Sunday, September 15, 2024

9/14/24

 Saturday, September 14, 2024

55t

yy6

ght7

In bed at 8:45, awake around 3 and up by 3:20 to let Lilly out.   I let her out again at 5:00.  

Prednisone, day 123, 7.5 mg., day 2.   Prednisone at 5, morning meds at 9:10. 

Lilly is 3 weeks shy of her 15th birthday.  The life expectancy of a dog her size is about 12 years.  Her sister/litter-mate Olive died a couple of years ago from a seizure of some sort.  Lilly is 5/8ths chocolate lab and 3/8ths white standard poodle which produced her coat the breeder call 'cafe au lait.'.  Chocolate labs have a life span of 10.7 years, perhaps because their coloration is the result of a recessive gene in labrador retrievrrs.  Standard poodles have a life span of 12-15 years.  I mention this because it is clear that Lilly is failing and we are deallilng with the issue of euthanizing her.  It appears that she is nearly totally deaf and we suspect her vision is also failing.  I think this may account for her long hesitancy on the front stoop or sidewalk when we let her out into nighttime darkness.  Her major problem however is the inability of her hind legs to support her weight; they collapse under her when she stands still for any length of time.  We're recalling that our beloved cat Blanche lost the use of her hind legs when we had her euthanized years ago.  Geri is dealing with this issue more responsibly than I am.  I tend to go into denial over her increasing decrepitude; Geri deals with it directly, if painfully.  When Blanche was in her last days, it was Geri who cared for her every day, even transfusing her each day on our ironing board to keep her hydrated.  At the end, it was Geri who called me at the HOP to tell me, tearfully, that Blanche was struggling to drag herself across the floor with only her front legs, and now she is seeing a similar condition in Lilly.  We took Blanche to the Shorewood Animal Hospital to be euthanized.  I cried.  It's been some time now since Lilly has been able to get into the car on her own; she needs to be lifted in by the two of us.  We will have her euthanized at home and I suspect I will cry again.  I'm almost crying as I type this.     

Spring and Fall

BY GERARD MANLEY HOPKINS

to a young child

Márgarét, áre you gríeving

Over Goldengrove unleaving?

Leáves like the things of man, you

With your fresh thoughts care for, can you?

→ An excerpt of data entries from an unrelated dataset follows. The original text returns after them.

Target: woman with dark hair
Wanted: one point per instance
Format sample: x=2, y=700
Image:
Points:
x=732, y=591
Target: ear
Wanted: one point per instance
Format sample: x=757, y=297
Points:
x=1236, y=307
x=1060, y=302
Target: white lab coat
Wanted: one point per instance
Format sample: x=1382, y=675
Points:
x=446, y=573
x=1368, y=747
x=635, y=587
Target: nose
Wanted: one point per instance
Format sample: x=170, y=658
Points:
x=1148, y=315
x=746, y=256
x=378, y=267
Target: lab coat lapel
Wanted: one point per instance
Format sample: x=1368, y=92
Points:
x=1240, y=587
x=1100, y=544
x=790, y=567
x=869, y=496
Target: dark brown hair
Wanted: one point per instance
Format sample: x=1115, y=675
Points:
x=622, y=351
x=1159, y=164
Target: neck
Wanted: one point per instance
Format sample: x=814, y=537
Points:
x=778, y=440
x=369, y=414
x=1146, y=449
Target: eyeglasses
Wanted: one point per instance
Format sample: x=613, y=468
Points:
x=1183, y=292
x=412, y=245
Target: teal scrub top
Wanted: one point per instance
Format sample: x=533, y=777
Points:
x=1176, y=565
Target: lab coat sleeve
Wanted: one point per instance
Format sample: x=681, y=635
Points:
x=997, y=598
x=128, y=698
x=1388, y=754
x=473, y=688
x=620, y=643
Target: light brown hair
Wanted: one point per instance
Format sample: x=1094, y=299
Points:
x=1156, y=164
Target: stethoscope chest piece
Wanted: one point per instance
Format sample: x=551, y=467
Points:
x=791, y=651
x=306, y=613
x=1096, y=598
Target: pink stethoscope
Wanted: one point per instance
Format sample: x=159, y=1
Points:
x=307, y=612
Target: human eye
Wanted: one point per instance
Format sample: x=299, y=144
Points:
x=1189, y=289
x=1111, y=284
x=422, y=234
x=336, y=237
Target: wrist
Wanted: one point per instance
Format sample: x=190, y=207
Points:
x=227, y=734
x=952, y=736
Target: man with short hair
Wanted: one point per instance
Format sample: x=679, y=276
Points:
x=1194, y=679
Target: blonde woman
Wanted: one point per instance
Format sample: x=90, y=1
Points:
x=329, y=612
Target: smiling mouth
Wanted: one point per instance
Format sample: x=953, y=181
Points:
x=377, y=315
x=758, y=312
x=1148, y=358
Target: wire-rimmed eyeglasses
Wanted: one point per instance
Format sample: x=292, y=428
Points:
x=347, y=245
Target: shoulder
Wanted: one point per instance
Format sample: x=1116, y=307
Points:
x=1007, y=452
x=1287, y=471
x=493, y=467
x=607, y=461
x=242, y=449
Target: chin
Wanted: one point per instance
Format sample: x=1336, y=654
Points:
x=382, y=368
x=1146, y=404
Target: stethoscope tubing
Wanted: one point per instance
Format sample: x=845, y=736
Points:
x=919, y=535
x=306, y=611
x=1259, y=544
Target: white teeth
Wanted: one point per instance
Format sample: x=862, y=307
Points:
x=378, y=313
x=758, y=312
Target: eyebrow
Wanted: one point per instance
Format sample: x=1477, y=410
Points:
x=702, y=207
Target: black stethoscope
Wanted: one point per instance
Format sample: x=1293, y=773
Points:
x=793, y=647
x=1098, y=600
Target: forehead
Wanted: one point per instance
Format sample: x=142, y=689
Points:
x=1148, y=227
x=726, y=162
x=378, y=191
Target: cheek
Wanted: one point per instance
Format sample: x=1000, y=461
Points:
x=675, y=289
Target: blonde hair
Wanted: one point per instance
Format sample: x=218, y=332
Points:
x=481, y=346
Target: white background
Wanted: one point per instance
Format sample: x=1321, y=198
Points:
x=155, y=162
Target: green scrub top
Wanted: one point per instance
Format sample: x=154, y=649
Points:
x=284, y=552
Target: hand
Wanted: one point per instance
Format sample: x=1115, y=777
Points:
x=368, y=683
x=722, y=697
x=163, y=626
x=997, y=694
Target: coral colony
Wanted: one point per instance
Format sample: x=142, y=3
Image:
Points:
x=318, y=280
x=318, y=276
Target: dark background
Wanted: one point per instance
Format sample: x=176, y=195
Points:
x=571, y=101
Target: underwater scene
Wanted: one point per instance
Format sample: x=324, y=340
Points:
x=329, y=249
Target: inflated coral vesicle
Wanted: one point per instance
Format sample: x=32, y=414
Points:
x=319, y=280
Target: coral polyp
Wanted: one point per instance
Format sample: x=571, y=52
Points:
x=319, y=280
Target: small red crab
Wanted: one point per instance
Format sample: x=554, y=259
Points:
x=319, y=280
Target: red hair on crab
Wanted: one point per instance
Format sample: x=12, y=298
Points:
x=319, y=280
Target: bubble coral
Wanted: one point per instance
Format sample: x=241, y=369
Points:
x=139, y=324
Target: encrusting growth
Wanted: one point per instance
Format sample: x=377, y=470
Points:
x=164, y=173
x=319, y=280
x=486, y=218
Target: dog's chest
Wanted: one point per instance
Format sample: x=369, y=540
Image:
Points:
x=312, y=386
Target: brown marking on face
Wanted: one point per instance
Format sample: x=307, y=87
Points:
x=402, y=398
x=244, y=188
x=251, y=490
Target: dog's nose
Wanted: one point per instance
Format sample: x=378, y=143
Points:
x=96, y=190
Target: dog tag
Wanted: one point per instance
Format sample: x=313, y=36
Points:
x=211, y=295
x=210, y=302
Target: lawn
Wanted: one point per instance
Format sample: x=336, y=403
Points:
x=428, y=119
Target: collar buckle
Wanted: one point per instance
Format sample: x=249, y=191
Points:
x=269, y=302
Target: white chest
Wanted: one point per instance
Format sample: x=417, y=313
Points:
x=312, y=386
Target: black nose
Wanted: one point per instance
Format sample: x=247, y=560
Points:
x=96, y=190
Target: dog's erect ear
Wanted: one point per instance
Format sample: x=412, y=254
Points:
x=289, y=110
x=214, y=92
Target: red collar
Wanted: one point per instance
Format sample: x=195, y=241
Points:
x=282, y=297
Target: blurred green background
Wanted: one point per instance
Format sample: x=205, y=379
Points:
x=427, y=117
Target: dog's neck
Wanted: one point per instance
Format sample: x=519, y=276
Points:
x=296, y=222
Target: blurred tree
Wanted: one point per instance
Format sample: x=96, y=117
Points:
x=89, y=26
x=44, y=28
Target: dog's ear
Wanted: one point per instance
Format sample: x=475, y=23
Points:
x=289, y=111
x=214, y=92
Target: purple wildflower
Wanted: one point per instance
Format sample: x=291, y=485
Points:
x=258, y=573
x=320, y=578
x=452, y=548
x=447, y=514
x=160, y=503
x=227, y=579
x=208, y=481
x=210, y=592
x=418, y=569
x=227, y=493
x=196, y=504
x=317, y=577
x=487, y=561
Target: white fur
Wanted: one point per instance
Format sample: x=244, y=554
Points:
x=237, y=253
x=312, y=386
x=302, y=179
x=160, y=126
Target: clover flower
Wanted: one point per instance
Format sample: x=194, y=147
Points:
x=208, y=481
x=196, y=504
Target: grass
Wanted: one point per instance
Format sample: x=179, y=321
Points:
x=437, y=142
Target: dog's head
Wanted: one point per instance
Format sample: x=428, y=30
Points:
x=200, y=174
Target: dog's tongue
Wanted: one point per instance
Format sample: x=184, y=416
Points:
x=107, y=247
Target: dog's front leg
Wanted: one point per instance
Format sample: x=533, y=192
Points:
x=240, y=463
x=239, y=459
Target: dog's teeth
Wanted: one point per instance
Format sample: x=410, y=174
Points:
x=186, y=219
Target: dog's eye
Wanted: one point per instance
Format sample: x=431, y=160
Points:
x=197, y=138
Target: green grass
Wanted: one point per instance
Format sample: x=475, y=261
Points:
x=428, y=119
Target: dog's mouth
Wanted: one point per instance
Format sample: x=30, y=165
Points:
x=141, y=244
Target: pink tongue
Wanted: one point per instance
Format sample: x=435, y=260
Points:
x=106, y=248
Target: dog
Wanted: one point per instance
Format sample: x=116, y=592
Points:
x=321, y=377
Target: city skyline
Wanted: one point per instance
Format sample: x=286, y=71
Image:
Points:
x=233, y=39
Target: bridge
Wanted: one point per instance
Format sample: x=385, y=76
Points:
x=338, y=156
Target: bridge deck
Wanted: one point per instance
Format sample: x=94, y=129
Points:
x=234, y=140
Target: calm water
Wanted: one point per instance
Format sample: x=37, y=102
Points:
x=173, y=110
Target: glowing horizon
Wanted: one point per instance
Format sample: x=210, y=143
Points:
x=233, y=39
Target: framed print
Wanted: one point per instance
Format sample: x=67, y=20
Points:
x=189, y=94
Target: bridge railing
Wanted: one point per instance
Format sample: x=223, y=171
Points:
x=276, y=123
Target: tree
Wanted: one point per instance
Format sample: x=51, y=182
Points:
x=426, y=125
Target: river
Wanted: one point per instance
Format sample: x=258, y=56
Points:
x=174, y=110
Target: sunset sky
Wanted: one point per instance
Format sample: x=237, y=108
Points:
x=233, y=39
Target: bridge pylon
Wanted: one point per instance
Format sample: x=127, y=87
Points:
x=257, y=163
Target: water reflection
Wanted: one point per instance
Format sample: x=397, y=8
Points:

Ah! ás the heart grows older

It will come to such sights colder

By and by, nor spare a sigh

Though worlds of wanwood leafmeal lie;

And yet you wíll weep and know why.

Now no matter, child, the name:

Sórrow’s spríngs áre the same.

Nor mouth had, no nor mind, expressed

What heart heard of, ghost guessed:

It ís the blight man was born for,

It is Margaret you mourn for.

Tua Tagovailoa meets Damar Hamlin, the morality of football.  On Thursday night, the Miami Dolphins played a home game against the Buffalo Bills.  In the third quarter, Miami quarterback Tua Tagovailoa on a scramble lowered his head and crashed into Bills cornerback Damar Hamlin.  In doing so, he sustained his third professinally diagnosed brain concussion since 2022, his fourth since his college days.  Damar Hamlin is the player who suffered a life-threatening cardiac arrest in January 2023 on a routine tackle in a game against the Cincinnati Bengals.  Hamlin has chosen to continue to play in the NFL.  Tagovailoa was playing his second game since signing a $212 million contract with the Miami team and may or may not choose to continue to play once he clears the NFL's 'concussion protocol.'  At age 26, he is already at substantial risk od CTE, chronic traumatic encephalopathy.  [WARNING: shameless virtue signally ahead.]  I stopped watching footfall several years ago and I've been experiencing withdrawal symptoms ever since.  I stopped in disgust over the NFL owners' behavior in defending themselves against claims by former players for compensation for CTE.  I also stopped because I thought it was unacceptable to continue to contribute to the NFL's main source in income, i.e., television revenues, by watching Packers games on TV.  It also seemed to me, and still does, that watching men engage in an activity in which they inflict severe injuries on one another is wrong, a contemporary variation on gladiatorial contests in imperial Rome.  There was something iconic and sickening in the fact that it was 26 year old Tagovailoa and 26 year old Hamlin involved in the play that may end the former's football career.  Will Tua choose to return to playng NFL football?  My guess is 'yes.'  Will the NFL permit him to return?  My guess is 'yes.''  Tua's $212 million contract extension tells us what the NFL (and major college football) is all about: big money. So it goes.